Leah glanced up at Towler, who pretended to gag. She suppressed a smile by grimacing as though at a difficult part of their important work.
“Come on.” Vince made the transition back to Perfect Confident Man. “I’ll walk you to the door. How’s the beautiful Susan?” he asked, his voice overflowing with intense and sincere-sounding interest as the two men started for the exit. The reply was lost when Vince pressed a button to buzz them out onto the floor.
Vince held the front door open fo
r Kenner, and the two shook hands as a preamble to saying good-bye.
But Vince wasn’t finished. “Did you see my new toy?” he asked, pointing to a bright yellow Ducati motorcycle in the parking space marked BANK MANAGER.
But instead of looking impressed, Kenner frowned, and it seemed all Vince could do to keep his facade up as the shorter man turned a narrowed eye back at him. Leah strained to hear what he said to Vince, but all she caught was something that sounded derogatory about hours and Vince’s commitment to work instead of fun.
Just then Pistol came into the bank carrying a white plastic laundry-basket-size box marked U.S. POSTAL SERVICE, which was full with the day’s correspondence. Vince held the door open for him and he nodded his thanks without looking up. Leah had to stand to one side as he walked to the counter and handed the box over to Towler, who took it and traded him for an exact replica of the mail crate with the outgoing mail. For a moment she lost her view of the drama in the doorway.

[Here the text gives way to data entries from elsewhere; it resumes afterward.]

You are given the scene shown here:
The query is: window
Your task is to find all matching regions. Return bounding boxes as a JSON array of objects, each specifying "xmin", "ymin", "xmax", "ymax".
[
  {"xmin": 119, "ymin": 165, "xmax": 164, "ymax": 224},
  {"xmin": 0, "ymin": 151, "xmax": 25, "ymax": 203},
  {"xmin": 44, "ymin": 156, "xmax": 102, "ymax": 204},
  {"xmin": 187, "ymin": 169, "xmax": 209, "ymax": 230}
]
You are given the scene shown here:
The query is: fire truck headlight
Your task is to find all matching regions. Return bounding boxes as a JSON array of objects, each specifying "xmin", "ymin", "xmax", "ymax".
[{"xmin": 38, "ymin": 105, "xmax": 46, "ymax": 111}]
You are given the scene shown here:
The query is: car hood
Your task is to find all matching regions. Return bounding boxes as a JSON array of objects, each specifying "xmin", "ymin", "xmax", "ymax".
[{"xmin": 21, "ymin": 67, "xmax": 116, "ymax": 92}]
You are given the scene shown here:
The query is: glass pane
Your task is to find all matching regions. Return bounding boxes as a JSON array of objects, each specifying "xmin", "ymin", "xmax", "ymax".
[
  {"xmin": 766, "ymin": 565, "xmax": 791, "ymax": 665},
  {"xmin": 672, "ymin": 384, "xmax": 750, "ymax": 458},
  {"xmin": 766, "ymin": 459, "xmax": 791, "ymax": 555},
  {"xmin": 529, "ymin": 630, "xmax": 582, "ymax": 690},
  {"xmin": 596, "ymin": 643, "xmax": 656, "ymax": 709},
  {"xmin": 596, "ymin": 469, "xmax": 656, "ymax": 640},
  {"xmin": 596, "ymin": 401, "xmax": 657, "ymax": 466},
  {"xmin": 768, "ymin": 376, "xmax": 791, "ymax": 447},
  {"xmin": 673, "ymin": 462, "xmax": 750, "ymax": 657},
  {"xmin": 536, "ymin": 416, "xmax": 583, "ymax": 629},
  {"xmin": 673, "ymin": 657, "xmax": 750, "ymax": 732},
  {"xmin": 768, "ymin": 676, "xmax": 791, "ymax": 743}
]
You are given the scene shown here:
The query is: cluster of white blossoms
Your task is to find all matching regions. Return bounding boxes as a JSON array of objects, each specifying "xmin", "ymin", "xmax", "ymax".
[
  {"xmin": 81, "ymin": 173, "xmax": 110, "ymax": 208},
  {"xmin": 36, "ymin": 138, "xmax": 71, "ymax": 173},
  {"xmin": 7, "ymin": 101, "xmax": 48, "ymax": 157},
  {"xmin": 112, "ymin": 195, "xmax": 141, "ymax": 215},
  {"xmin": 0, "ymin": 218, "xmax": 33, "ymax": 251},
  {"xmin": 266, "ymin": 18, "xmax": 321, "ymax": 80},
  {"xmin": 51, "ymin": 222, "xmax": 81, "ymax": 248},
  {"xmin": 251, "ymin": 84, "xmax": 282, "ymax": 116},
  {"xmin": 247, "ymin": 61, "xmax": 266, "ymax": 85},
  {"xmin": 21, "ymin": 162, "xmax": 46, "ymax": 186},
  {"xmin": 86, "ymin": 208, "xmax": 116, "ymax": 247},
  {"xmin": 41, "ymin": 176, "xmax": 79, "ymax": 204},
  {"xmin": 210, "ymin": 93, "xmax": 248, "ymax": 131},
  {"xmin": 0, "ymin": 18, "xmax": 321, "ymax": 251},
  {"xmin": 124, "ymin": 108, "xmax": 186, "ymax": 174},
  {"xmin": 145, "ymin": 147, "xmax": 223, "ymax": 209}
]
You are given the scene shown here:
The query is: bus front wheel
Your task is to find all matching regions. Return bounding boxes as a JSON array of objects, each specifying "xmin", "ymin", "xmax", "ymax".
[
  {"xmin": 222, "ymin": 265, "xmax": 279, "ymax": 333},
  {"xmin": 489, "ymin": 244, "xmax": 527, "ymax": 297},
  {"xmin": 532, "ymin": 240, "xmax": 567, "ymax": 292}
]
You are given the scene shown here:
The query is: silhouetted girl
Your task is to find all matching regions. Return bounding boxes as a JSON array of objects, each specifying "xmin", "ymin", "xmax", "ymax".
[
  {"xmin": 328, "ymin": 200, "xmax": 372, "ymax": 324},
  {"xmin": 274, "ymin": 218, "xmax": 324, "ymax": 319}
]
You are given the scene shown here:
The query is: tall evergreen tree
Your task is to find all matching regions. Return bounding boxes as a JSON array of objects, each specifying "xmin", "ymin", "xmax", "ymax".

When Pistol moved away, she could see that Vince had opened the glass door for Kenner, who exited without looking back. “Tell little Bobby he owes me a game of catch!” Vince called after the retreating regional manager. He let the door close and his smile disappeared as a look of disgusted anger swept across his face. With an impatient gesture he stopped Pistol, who was just exiting. “Hold on; this is going out too.” He put the thick envelope into the crate and started across the floor for his office, but Leah intercepted him.
“Well?” she asked, angry with herself for seeming too eager, for feeling afraid of him.
“Well what?” he asked mockingly, tilting his head to one side as though he just couldn’t think of what it was she might want to know, and giving her body an insulting up-and-down sliding look.
She could have stamped her foot and snorted, she hated him so much. She allowed herself the pleasant visual of running him through with something sharp before she smiled with a fake sweetness to make fun of his own. “Why, the report. You know the one, Vince—the one I just couldn’t have done without you.”